3. Randomly create 10 mutually exclusive folds using the original dataset. Since the original dataset has 1338 rows, each fold would have 133 rows (1338 rows / 10 folds = 133.8 rows per fold and we take the floor of this number).

def get_folds(seed, k_folds):
    
    # set the random seed
    np.random.seed(seed)
    
    # get the size of the fold
    fold_size = np.floor(df.shape[0] / k_folds)
    
    # deep copy the original dataset and transpose it
    df_copy = df.copy().T
    
    # create result dictionary
    df_folds = {}
    
    # loop through each fold
    for i in range(k_folds):
        
        # create a fold dataframe
        df_fold = pd.DataFrame()
        
        # get the name of the fold
        name = 'fold_{}'.format(i)
        
        # when the length of the dataframe is smaller than the size of the fold, continue looping
        while len(df_fold) < fold_size:
            
            # randomly choose an index from the copy of the original dataset
            sampled_index = np.random.choice(list(df_copy.T.index))
            
            # pop the row off the dataframe using the chosen index
            s_popped = df_copy.pop(sampled_index)
            
            # convert the popped row into a dataframe
            df_popped = s_popped.to_frame().T
            
            # concatenate this popped dataframe to the fold dataframe
            df_fold = pd.concat([df_fold, df_popped])
        
        # assign the name of the fold as the key and the fold dataframe as the value
        df_folds[name] = df_fold
    
    # return th result dictionary
    return df_folds

The first fold looks like this.

The first fold randomly generated from the original dataset

4. Write a helper function to fit a linear regression model

def fit_linear_regression(df_train, df_val):
    
    # fit a linear regression model
    lm = glm(formula = 'charges ~ age', data = df_train, family = sm.families.Gaussian()).fit()
    
    # print model summary
    print(lm.summary())
    print("\n")
    
    # predict the charges using the val set
    pred_charges = lm.predict(df_val)
    
    # concatenate the charges and the predicted charages
    df_pred = pd.concat([df_val['charges'], pred_charges], axis = 'columns').rename(columns = {0: 'pred_charges'})
    
    # print the mean squared error
    print("MSE: {}".format(np.mean((df_pred['charges'] - df_pred['pred_charges'])**2)))
    print("\n")
    print("***************************************************")

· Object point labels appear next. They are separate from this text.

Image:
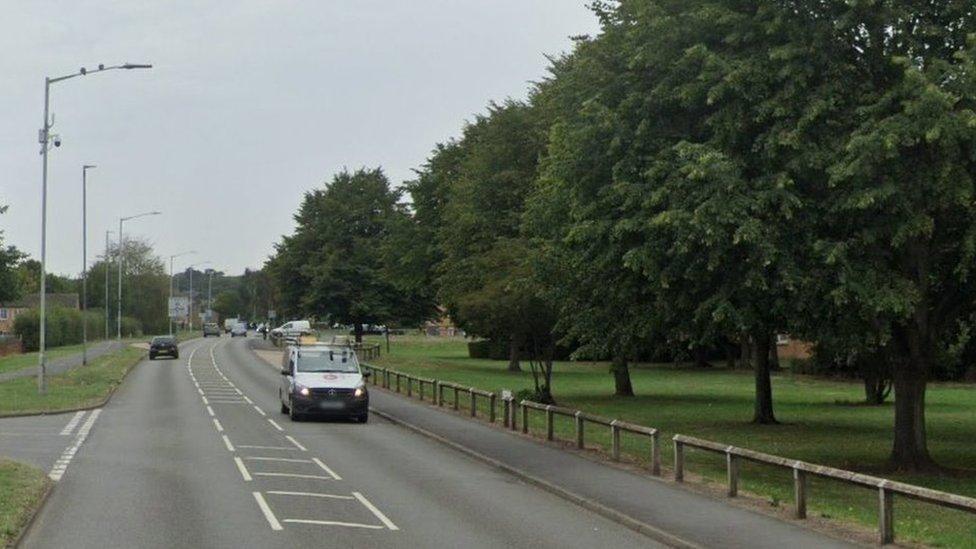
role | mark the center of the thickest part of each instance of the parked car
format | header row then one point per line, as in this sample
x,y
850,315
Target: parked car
x,y
323,380
292,330
163,345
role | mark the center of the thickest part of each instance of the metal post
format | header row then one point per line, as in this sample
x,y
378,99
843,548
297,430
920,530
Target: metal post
x,y
800,492
579,430
679,461
732,472
41,366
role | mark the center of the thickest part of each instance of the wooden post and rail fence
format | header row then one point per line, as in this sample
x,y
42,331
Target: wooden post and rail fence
x,y
886,489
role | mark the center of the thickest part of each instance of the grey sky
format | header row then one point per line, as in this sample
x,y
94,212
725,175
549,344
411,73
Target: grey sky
x,y
251,103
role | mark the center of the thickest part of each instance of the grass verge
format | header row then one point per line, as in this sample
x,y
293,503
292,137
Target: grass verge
x,y
22,490
78,388
822,422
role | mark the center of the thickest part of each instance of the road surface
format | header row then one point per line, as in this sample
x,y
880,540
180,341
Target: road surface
x,y
193,453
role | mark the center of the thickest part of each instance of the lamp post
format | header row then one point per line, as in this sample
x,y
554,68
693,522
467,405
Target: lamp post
x,y
118,320
46,139
191,289
84,262
171,258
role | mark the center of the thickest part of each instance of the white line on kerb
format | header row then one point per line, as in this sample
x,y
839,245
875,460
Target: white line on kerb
x,y
72,424
326,468
362,499
242,469
268,514
61,466
295,442
308,494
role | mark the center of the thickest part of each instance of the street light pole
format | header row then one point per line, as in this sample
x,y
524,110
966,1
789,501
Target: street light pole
x,y
45,139
84,263
118,320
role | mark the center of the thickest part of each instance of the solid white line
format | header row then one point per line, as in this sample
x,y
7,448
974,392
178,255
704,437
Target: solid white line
x,y
295,442
326,468
362,499
292,475
242,469
72,424
275,525
308,494
334,523
289,460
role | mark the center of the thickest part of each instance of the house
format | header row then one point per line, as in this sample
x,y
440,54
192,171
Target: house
x,y
10,310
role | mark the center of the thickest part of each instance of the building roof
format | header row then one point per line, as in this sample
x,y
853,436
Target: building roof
x,y
68,301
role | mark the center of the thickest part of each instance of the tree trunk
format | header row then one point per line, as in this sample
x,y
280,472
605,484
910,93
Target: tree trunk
x,y
621,377
764,387
910,451
514,351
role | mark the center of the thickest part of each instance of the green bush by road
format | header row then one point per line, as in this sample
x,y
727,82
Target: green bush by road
x,y
79,387
823,422
21,491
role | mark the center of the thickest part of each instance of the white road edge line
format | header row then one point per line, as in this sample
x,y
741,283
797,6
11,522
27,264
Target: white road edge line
x,y
308,494
295,442
362,499
242,469
268,514
334,523
326,468
72,424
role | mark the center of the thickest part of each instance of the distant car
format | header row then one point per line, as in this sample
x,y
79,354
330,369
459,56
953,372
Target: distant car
x,y
163,345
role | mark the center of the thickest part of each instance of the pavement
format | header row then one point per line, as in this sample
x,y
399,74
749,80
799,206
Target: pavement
x,y
63,364
194,453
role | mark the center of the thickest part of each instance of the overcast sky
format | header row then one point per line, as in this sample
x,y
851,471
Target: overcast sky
x,y
250,103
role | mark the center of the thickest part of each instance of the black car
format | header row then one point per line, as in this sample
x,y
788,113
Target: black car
x,y
163,345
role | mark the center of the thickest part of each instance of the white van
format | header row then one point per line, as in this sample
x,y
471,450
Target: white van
x,y
292,330
323,380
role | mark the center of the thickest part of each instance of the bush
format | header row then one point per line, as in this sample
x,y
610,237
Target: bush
x,y
64,327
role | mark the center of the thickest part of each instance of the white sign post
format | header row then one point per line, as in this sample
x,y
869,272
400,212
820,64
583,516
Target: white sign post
x,y
179,307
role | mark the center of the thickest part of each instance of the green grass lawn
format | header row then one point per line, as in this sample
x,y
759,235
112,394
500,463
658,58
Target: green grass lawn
x,y
822,422
79,387
21,488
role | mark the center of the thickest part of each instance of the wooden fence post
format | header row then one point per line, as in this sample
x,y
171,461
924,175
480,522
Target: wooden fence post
x,y
579,430
800,492
886,516
732,471
679,461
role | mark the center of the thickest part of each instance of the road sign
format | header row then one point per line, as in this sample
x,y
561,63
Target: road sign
x,y
179,307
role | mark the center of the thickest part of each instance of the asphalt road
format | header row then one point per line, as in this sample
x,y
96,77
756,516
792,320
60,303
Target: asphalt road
x,y
193,453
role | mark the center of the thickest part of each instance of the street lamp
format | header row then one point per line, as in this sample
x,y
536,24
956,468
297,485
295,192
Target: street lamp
x,y
191,289
46,139
84,262
171,258
118,320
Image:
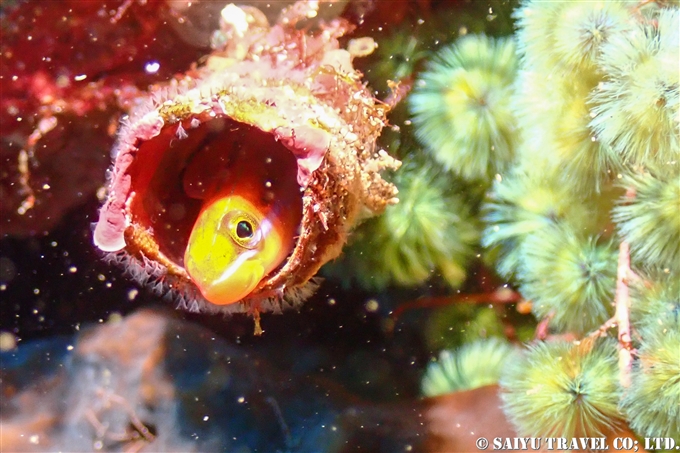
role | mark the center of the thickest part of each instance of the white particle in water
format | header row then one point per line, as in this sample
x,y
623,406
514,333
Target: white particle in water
x,y
152,67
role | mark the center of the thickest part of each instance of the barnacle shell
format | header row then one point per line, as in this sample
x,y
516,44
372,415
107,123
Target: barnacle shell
x,y
300,90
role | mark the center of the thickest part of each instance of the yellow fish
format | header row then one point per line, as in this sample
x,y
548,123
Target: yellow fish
x,y
250,217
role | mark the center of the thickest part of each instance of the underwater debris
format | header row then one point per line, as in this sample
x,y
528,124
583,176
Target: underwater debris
x,y
279,129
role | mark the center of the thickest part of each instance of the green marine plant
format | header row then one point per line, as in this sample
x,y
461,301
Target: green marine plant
x,y
471,366
563,389
641,88
569,278
648,216
461,106
651,401
431,230
584,218
525,201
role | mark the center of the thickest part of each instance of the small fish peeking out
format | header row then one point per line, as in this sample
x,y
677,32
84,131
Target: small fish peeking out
x,y
249,218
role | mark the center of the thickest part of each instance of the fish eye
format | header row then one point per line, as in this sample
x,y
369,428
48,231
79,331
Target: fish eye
x,y
244,229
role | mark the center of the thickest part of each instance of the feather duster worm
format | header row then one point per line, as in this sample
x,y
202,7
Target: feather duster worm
x,y
233,185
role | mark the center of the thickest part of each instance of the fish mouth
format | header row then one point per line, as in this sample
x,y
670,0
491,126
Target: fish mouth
x,y
172,178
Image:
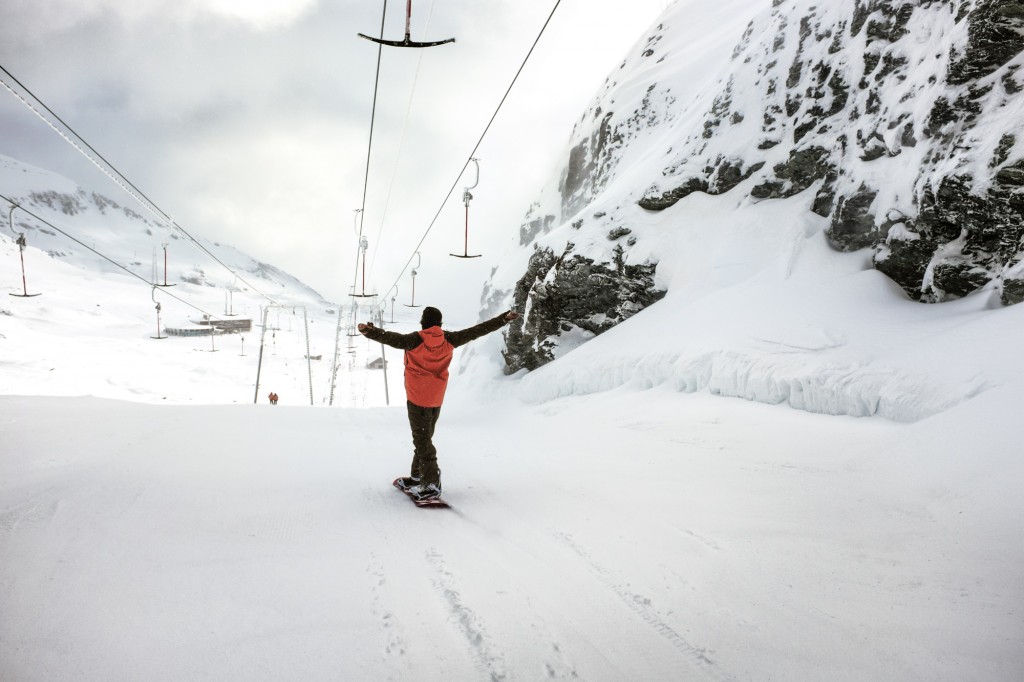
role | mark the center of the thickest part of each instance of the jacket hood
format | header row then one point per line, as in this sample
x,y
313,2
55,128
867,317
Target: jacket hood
x,y
432,337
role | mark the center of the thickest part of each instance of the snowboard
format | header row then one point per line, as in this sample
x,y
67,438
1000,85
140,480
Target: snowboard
x,y
433,502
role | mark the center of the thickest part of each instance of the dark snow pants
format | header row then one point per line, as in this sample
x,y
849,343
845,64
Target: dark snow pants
x,y
422,421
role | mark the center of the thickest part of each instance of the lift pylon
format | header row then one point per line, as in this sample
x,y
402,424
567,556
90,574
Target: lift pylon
x,y
408,42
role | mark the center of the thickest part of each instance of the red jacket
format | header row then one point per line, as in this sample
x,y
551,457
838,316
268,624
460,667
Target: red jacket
x,y
428,354
426,369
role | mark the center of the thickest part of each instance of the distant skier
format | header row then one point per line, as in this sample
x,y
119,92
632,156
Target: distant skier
x,y
428,353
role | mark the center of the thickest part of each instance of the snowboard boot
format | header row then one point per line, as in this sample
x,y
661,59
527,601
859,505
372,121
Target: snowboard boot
x,y
406,482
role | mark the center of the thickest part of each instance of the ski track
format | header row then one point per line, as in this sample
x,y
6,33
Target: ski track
x,y
643,607
489,665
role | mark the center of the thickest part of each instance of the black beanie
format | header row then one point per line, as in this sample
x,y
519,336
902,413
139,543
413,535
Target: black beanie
x,y
431,317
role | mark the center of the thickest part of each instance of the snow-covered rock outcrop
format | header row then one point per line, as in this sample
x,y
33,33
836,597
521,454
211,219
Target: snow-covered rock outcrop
x,y
899,119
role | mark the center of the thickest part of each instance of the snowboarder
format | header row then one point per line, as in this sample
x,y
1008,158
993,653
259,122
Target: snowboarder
x,y
428,353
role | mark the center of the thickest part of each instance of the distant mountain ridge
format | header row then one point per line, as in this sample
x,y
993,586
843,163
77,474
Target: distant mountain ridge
x,y
126,236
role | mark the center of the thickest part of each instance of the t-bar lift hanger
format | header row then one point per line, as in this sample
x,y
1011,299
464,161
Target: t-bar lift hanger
x,y
466,198
408,42
22,244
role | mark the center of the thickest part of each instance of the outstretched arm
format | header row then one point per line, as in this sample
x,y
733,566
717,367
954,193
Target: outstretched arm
x,y
393,339
466,335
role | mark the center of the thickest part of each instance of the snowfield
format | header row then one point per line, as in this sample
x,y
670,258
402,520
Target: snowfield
x,y
626,536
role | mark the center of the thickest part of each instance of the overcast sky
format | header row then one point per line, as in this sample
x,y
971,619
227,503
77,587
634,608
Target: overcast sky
x,y
249,120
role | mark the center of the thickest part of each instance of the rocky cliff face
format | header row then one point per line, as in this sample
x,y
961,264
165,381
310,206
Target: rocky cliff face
x,y
901,119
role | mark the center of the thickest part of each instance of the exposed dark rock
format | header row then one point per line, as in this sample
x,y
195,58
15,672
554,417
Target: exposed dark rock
x,y
803,169
853,223
1013,175
573,292
1001,153
1013,292
531,229
953,280
905,262
728,174
664,201
993,39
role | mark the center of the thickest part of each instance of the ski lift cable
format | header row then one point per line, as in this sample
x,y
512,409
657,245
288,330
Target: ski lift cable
x,y
103,256
401,144
478,142
107,167
370,143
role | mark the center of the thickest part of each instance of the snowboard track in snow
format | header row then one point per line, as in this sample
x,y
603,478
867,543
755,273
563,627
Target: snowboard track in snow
x,y
644,609
489,665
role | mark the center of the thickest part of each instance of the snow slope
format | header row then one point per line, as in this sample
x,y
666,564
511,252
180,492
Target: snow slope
x,y
628,536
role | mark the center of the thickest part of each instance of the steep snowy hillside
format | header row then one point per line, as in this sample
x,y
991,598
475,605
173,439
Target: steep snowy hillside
x,y
754,184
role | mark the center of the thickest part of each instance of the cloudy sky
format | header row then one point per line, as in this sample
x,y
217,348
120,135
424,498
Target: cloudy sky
x,y
249,120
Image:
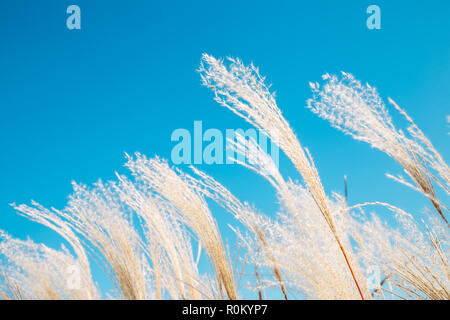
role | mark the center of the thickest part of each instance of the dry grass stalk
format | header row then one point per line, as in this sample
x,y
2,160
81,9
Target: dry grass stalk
x,y
242,90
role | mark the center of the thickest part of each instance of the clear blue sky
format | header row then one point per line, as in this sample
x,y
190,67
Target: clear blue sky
x,y
73,101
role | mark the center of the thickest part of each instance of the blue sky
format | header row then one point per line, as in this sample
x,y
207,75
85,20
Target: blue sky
x,y
73,101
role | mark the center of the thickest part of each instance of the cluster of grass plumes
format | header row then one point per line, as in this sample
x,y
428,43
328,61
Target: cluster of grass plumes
x,y
149,231
359,111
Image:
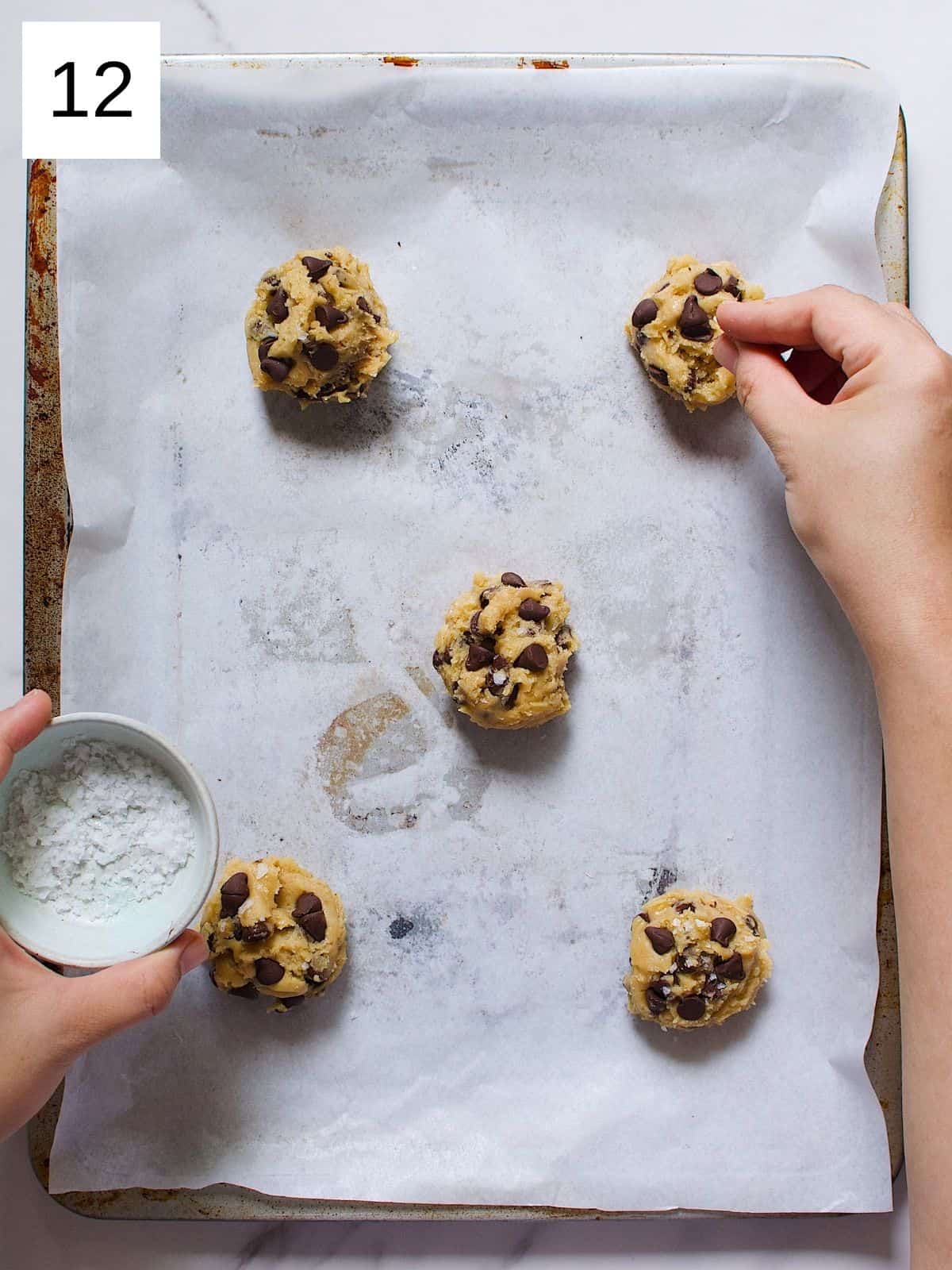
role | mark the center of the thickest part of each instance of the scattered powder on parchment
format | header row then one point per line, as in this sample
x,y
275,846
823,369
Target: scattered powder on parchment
x,y
107,829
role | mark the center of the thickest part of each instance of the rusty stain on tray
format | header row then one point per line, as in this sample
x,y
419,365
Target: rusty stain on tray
x,y
46,503
48,526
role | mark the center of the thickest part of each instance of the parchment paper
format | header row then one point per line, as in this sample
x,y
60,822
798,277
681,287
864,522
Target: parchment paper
x,y
264,586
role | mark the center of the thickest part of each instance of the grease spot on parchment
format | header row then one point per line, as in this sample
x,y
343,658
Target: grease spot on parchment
x,y
301,616
374,738
380,774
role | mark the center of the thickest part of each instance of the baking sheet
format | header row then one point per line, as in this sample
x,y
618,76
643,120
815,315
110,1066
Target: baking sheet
x,y
724,728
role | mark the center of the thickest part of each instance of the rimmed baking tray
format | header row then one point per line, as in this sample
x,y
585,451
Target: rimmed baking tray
x,y
48,526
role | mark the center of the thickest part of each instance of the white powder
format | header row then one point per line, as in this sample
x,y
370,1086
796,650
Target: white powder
x,y
107,831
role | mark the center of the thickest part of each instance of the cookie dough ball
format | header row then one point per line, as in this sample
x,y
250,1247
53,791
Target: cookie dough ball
x,y
317,329
674,328
696,959
274,930
503,649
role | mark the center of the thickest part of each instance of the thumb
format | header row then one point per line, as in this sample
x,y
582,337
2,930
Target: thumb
x,y
103,1003
774,402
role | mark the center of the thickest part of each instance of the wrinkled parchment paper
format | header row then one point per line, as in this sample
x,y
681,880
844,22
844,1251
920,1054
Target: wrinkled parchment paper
x,y
264,586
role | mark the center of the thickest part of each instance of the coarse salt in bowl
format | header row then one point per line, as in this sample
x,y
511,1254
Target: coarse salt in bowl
x,y
163,910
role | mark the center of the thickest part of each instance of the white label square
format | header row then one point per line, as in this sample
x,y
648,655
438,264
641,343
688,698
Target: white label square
x,y
92,90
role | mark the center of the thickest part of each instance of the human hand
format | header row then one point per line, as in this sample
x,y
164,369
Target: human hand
x,y
860,421
50,1020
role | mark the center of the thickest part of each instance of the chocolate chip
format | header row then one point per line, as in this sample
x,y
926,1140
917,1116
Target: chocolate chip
x,y
645,311
692,1009
660,939
290,1003
268,971
708,283
655,1000
478,657
253,933
306,903
315,266
234,893
329,315
693,321
723,931
533,657
277,306
731,968
532,611
277,368
321,356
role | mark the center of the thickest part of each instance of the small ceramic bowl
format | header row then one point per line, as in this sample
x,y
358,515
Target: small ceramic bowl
x,y
143,926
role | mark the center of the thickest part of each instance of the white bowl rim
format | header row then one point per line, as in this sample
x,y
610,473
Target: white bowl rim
x,y
203,795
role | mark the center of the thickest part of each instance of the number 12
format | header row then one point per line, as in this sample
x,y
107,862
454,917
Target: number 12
x,y
101,111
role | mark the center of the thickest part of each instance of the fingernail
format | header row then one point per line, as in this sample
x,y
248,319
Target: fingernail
x,y
727,353
194,952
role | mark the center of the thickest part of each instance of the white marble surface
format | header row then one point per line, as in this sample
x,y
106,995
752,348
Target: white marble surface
x,y
912,48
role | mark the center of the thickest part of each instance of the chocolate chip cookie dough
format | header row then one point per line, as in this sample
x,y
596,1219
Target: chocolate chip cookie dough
x,y
317,329
273,930
674,328
503,651
696,959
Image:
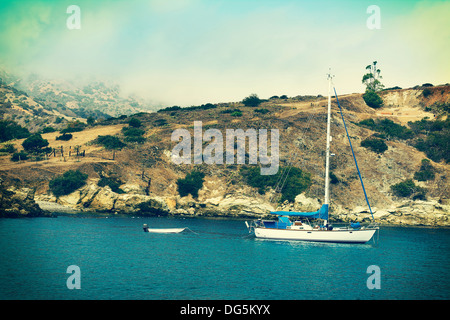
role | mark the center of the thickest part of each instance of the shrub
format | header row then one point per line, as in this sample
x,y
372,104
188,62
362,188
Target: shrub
x,y
426,92
375,144
67,183
34,143
436,146
134,122
191,184
132,132
426,171
296,182
19,156
173,108
48,129
8,148
64,137
251,101
372,99
113,183
110,142
262,111
11,130
388,127
74,126
407,189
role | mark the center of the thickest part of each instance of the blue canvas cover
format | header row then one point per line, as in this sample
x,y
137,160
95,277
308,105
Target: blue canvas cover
x,y
322,213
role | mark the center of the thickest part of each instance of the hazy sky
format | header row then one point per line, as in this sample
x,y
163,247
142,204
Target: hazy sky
x,y
189,52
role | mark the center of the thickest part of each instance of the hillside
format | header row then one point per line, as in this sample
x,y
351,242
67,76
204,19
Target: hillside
x,y
301,122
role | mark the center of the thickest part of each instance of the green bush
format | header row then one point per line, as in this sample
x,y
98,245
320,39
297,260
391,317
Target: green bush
x,y
110,142
372,99
67,183
74,126
375,144
251,101
134,122
408,189
296,182
11,130
436,146
8,148
426,92
262,111
34,143
388,127
132,132
191,184
19,156
113,183
426,171
48,129
64,137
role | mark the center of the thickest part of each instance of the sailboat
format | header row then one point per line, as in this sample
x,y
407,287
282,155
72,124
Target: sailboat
x,y
285,229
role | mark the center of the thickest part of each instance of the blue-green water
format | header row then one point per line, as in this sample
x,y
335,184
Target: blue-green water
x,y
117,260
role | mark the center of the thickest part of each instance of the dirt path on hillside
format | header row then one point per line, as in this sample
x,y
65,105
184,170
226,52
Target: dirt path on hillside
x,y
80,139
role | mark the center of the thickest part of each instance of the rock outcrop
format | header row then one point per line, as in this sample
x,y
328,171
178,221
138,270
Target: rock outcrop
x,y
19,202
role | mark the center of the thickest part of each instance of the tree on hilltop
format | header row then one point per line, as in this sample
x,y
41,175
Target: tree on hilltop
x,y
372,79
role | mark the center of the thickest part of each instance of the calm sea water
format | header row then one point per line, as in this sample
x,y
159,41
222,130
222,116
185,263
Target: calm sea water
x,y
117,260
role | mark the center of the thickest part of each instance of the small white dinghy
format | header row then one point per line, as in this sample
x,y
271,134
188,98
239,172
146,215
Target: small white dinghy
x,y
163,230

5. Create the training set and the validation set for each fold, so we will have 10 training/validation sets. For each training/validation set, the current fold will be the validation set and the rest of the folds will be the training set. Fit the linear regression model 10 times using the 10 training/validation sets for each fit.

def get_train_val_fit(df_folds):
    
    # get the number of folds
    k_folds = len(df_folds.keys())
    
    # loop through each fold
    for i in range(k_folds):
        
        # prepare the training set
        df_train = pd.DataFrame()
        for j in range(len(df_folds.keys())):
            if i != j:
                name_train= 'fold_' + str(j)
                print("{} added to the training set".format(name_train))
                df_train = pd.concat([df_train, df_folds[name_train]])
        print("\n")
        print("Training set prepared")
        print(df_train)
        
        # prepare the val set
        name_val = 'fold_' + str(i)
        print("{} added to the validation set".format(name_val))
        df_val = df_folds[name_val]
        print("\n")
        print("Validation set prepared")
        print(df_val)
        
        # fit the linear regression model using that fold as the val set and the rest of the folds as the training set
        fit_linear_regression(df_train, df_val)